ただ、客の立場にしてみれば不可解な事であり、店の役割を考えれば、玲子はたじろぐしかなかった。

「それに僕・・・酔ってましたけど、何となく覚えてるんです。部長が、こんなガキに何が出来るかって言った事を・・・・・」

・・・・・・そうだような、こんなガキに何が出来るかってんだよな・・・・・・

玲子は、改めてその時の事を思い出していた。

「あ・・・あれは違うのよ。川端さんってヤキモチ焼きでしょう?。私が陽一さんの面倒見るって言ったから、多分それで・・・そのままベッドを共にするんじゃないかって心配になったんだと思うの・・・・・・。
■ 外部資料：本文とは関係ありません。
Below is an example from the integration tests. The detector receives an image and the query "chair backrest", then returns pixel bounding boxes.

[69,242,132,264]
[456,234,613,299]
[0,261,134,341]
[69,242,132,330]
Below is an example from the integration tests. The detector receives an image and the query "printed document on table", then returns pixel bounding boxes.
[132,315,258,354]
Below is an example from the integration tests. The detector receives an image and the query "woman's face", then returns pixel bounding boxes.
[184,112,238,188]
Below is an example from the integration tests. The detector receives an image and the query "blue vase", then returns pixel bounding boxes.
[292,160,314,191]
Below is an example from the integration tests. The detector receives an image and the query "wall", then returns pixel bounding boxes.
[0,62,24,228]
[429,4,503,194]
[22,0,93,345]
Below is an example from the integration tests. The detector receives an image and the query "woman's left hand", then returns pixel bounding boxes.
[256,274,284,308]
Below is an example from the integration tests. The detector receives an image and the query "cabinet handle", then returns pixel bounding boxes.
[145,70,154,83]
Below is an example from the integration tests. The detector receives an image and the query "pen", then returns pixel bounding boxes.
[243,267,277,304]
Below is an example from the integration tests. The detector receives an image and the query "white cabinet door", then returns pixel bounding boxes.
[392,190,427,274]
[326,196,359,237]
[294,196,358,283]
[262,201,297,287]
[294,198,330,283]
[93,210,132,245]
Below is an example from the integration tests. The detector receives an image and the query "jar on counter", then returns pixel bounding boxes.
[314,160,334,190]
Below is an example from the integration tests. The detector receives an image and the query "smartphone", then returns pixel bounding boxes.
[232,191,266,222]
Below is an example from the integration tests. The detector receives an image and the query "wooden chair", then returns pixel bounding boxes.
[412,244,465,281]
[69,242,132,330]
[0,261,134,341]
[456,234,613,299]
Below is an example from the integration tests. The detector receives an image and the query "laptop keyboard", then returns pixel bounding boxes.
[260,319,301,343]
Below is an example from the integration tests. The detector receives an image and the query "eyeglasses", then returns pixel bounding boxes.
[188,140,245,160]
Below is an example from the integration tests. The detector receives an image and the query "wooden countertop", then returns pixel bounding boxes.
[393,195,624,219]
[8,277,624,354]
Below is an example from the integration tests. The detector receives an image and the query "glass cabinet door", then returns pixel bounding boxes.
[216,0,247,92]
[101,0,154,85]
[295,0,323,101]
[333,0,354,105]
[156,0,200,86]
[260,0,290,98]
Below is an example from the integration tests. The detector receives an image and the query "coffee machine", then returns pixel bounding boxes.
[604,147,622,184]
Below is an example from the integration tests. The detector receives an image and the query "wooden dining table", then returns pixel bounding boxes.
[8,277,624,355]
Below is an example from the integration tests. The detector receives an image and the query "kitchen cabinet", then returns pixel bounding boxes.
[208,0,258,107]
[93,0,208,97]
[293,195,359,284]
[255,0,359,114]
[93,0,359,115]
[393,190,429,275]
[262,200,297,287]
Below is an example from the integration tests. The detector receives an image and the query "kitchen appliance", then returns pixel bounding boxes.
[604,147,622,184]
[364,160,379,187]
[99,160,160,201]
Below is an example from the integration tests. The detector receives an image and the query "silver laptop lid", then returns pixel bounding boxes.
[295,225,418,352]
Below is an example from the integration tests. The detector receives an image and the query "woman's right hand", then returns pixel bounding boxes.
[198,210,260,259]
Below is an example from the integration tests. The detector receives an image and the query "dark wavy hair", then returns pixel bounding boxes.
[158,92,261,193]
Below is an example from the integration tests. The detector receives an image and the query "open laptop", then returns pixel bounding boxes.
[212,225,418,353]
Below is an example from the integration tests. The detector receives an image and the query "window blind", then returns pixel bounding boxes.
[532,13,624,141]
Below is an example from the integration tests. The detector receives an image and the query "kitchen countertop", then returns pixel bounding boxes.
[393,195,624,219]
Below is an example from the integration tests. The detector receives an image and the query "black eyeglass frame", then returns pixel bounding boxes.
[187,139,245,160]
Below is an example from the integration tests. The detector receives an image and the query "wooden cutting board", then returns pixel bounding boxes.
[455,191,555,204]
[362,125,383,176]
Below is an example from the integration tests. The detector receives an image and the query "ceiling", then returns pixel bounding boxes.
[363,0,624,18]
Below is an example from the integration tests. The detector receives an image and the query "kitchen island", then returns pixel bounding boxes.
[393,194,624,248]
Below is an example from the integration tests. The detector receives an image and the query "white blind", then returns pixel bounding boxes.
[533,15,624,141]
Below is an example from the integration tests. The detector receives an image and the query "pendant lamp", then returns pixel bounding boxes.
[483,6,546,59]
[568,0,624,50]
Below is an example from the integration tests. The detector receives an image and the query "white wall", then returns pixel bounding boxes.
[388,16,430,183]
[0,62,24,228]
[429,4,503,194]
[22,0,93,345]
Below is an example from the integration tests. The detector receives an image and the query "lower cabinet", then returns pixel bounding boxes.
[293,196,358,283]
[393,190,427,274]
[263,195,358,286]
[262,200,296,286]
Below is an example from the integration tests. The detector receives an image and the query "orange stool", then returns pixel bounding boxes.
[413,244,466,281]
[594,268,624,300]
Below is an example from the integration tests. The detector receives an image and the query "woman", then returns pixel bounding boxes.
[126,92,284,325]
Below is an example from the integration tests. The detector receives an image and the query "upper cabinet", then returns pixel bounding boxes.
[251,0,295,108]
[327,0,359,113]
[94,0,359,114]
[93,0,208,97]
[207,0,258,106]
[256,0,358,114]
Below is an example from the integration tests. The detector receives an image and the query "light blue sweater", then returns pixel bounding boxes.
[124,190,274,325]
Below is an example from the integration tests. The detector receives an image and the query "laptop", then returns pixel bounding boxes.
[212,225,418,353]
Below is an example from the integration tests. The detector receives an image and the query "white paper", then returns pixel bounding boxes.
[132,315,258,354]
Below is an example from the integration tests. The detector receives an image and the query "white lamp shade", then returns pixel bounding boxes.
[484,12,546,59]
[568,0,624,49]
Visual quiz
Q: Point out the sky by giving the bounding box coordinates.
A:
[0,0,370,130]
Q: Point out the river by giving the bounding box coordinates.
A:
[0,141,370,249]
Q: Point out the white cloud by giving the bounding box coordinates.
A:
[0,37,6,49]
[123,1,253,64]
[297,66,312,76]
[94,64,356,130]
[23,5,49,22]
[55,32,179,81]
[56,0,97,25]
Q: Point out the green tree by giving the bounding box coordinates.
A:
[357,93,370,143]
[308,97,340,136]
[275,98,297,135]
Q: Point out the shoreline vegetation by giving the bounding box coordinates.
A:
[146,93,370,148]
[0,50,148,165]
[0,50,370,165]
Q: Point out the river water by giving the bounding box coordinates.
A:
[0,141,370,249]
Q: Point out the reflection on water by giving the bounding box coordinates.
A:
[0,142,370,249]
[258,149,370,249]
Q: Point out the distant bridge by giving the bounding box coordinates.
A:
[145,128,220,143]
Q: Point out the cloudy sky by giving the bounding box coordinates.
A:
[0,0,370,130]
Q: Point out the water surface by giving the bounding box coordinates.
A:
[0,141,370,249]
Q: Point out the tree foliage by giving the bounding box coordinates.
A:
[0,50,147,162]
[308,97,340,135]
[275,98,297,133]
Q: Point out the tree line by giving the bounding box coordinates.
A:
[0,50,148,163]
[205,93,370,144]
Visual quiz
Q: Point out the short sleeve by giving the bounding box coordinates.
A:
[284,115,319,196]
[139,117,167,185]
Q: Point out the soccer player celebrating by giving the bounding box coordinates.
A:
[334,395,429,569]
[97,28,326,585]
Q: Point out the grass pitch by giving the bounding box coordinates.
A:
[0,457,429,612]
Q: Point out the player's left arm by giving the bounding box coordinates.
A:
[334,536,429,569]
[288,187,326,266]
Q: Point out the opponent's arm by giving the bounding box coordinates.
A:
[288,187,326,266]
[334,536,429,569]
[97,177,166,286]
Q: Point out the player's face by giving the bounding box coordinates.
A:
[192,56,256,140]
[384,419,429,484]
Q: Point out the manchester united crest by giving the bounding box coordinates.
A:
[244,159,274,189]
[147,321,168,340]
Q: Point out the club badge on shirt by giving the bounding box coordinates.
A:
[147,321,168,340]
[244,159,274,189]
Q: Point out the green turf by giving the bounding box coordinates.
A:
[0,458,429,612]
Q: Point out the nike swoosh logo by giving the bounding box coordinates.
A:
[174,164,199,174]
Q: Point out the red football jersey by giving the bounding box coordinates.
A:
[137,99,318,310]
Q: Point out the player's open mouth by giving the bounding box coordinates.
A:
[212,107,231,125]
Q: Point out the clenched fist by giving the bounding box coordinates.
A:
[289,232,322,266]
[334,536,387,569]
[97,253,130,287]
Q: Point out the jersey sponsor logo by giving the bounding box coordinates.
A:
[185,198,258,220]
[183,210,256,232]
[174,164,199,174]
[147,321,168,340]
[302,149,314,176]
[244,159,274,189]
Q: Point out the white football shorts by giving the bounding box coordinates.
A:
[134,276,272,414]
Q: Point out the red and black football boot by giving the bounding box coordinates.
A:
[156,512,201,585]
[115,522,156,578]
それに陽一さんはお若いでしょう?。だから、それで言った事なのよ。」

「あれは違いますよ。明らかに、僕の全部に言ってましたよ、駄目な奴だって・・・・・・」

「川端さんはそんな人じゃ・・・・・・」

「お店でしか会ってない、ママに何が分かるんですか?」

「そんな・・・私にだって分かるつもりよ。何年この商売をやってきてると思ってるの?。毎日、色々な人と接してるのよ?。人の善し悪しくらい、区別できてるつもりでいるわ」

「僕だって、部長とは毎日顔を合わせてます。毎日のように注意されて、毎日のように怒られて、毎日のようにけなされて、毎日・・・毎日!毎日!!・・・顔を見る度、僕の事を・・・・・」

陽一は、再び思い出したように怒りが込み上げてくると、ベッドを拳で叩いていた。

「駄目よ陽一さん・・・ヤケを起こしちゃ駄目。きっと川端さんは、陽一さんに頑張って欲しいから言ってる事だと思うの。」

玲子は、宥めるように陽一の胸に手を置いた。

「ふっ・・・あの人は、違う。あの人は、僕が入社した時から違ってた。他の同期よりも、僕の事を一番に嫌ってた。僕だけいつも・・・いつも怒られてたんです。本当に、毎日のように地獄でした。それに、仕事のできない僕なんて誰も相手にしてくれません。だから・・・社内ではいつも孤立してました。まあ・・・こうしてママと話せるのも、そのおかげなんでしょうけど・・・・・・。所詮、部長に取って僕は、ママを口説く為の付き人でしかありえないんです」

「そんな・・・人の事を悪く言うなんて陽一さんらしくもない・・・・・」

「陽一さんらしくもない?。さっきから聞いていれば、陽一さん、陽一さんって・・・・・ママに僕の何が分かるんだよ!。僕の・・・母親にでもなったつもりか?。僕の事なんか何も知らないくせに!」

陽一は、胸に置いた玲子の手を払いのけるとベッドに上がり、玲子の両肩を握りしめて迫った。
玲子は、その視線を避けるかのように、表情を曇らせて横を向いた。
その迫る陽一を目の前にして、自分の優しさで付け上がらせた事にも後悔していた。

「そうだ・・・だったらママに僕の事を知ってもらおうかな?・・・・・・。このベッドの上で、僕の事を教えてあげますよ」

陽一は何かを思いついたように、不敵な笑みを浮かべて話した。
それに、玲子が目を見開いて、身構えようとした瞬間だった。

「キャッ!」

陽一から、ベッドに押し倒されていた。